2.7.05

Perfeição

Há certos ódios meus que de maneira desmotivada tendem a assumir maior ou menor manifestação; ou motivada mas de forma imperceptível - o que, vá lá, dada minha percepção risível, não quer dizer grande coisa.

Esta semana quando ouvi um candidato a geniozinho dizendo que, se tinha uma coisa que a vida tinha ensinado a ele (ao longo de todos os 19 anos), era que o ser humano é imperfeito mesmo e isso não pode ser mudado, senti vontade de enfiar sua cabeça na parede e esmurrar até virar paçoca. Piorou um pouco quando fui comentar isso em tom irônico com um colega novo, e ele retrucou no ato que, ora, pensar assim não pode nos impedir de progredir.

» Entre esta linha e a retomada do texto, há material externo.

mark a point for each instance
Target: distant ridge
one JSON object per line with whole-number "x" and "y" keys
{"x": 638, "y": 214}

O blog está então sendo forçado a assumir o posto de substituto de saco de areia, mas com o bem-vindo adicional de me ajudar a pôr a cabeça em ordem, sem falar na ilusão do público - como visto, tenho achado o público bom, o que muito me assusta. Então, senão vejamos porque ambos exemplares de homo sapiens são ou, ao menos, sabem com tremenda eficácia passarem-se por, completos idiotas.

Primeiro, o rapazinho já ganha o prêmio de imbecil presunçoso do ano pela tentativa de creditar-se com a invenção da roda. "Uma coisa que a vida me ensinou"? Especificamente a parte da vida em que ele assistia as aulas no primário, imagino. Ou mesmo um sermão do pai, mãe, tia, avó, carteiro, leiteiro, atendente da loja de conveniência do posto, vai ver até do irmãozinho mais novo: essa é mais velha que cagar sentado, espertinho, parte integrante da milenar herança cultural ocidental - aliás, acho q foi o João Ubaldo que já disse isso uma vez, mas não é incrível como se esquece que a cultura ocidental também é milenar?

O que nos leva ao ponto aonde eu queria propriamente chegar, esta maldita fascinação com os números, com a quantificação, o progresso, a comparação criteriosa absolutizada e, talvez o pior de tudo, a aculturação que faz com que a população em geral nem desconfie de que esse tipo de coisa foi desenvolvido num certo período e local da história do mundo e não nasceu do ovo.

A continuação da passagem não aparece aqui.